Demikian sebuah pandangan yang muncul dalam diskusi “Sastra dan Teater Rendra: Perjuangan adalah Pelaksanaan Kata-kata” yang berlangsung di Aula Redaksi H.U. Pikiran Rakyat, Sabtu (31/9). Diskusi yang menghadirkan pembicara penyair Afrizal Malna, kritikus teater Radhar Panca Dahana, dan budayawan Hawe Setiawan ini merupakan bagian dari rangkaian Bandung Mengenang Rendra.
Dalam pandangan Afrizal Malna, terdapat beberapa penting dalam perjalanan hidup Rendra yang bisa menjadi penanda dalam membaca karya-karya dan pemikirannya. Misalnya, kepergian Rendra ke Amerika Serikat (AS) di akhir tahun 1960-an untuk belajar drama yang merupakan sebuah perjalanan ideologis. Sepulang dari AS, Rendra mengusung tema-tema penting dalam karyanya.
“Misalnya, teologi pembebasan yang membuat dia menjadi renggang dengan gereja. Dari AS, Rendra juga membawa tema-tema modernisme yang hancur dan dicurigai seperti amat terasa dalam sajak-sajaknya,” ujar Afrizal.

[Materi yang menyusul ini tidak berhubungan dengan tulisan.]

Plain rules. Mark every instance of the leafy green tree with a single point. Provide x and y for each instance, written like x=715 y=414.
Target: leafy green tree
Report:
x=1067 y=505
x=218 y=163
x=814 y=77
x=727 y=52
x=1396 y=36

Tapi dengan kritis Afrizal juga mempertanyakan sejumlah pemikiran Rendra ihwal kebudayaan, seperti kumpulan esainya “Mempertimbangkan Tradisi”. Menurut Afrizal, dengan judul itu Rendra seolah meyakini bahwa tradisi itu berada di luar dirinya. “Ini adalah cara berpikir khas orang-orang modernis. Mempertimbangkan tradisi sama halnya dengan mempertimbangkan dirinya sendiri,” papar Afrizal.
Dalam bagian lain, Afrizal menilai bahwa Rendra sesungguhnya lebih menampilkan dirinya sebagai seorang yang amat perduli dengan kebebasannya sendiri ketimbang menampilkan dirinya sebagai seorang pemberontak.
**
SEDANG dalam pandangan Radhar Panca Dahana, Rendra adalah sosok yang tak henti-hentinya berjuang agar kesenian bisa berdiri sejajar dengan kehidupan lainnya. Kritikus teater yang pernah bergabung dalam Bengkel Teater Rendra dan terlibat dalam beberapa produksi ini, menguraikan sejumlah pandangannya dari karakteristik masyarakat yang hidup dalam berbagai kerancuan.
“Inilah schrizofrenia kultural yang menciptakan berbagai kerancuan. Karena itu bangsa ini tak pernah mampu konsisten dan patuh pada aturan-aturan yang dicipakannya sendiri. Dan seorang Rendra hidup untuk menyangkal itu semua,” paparnya.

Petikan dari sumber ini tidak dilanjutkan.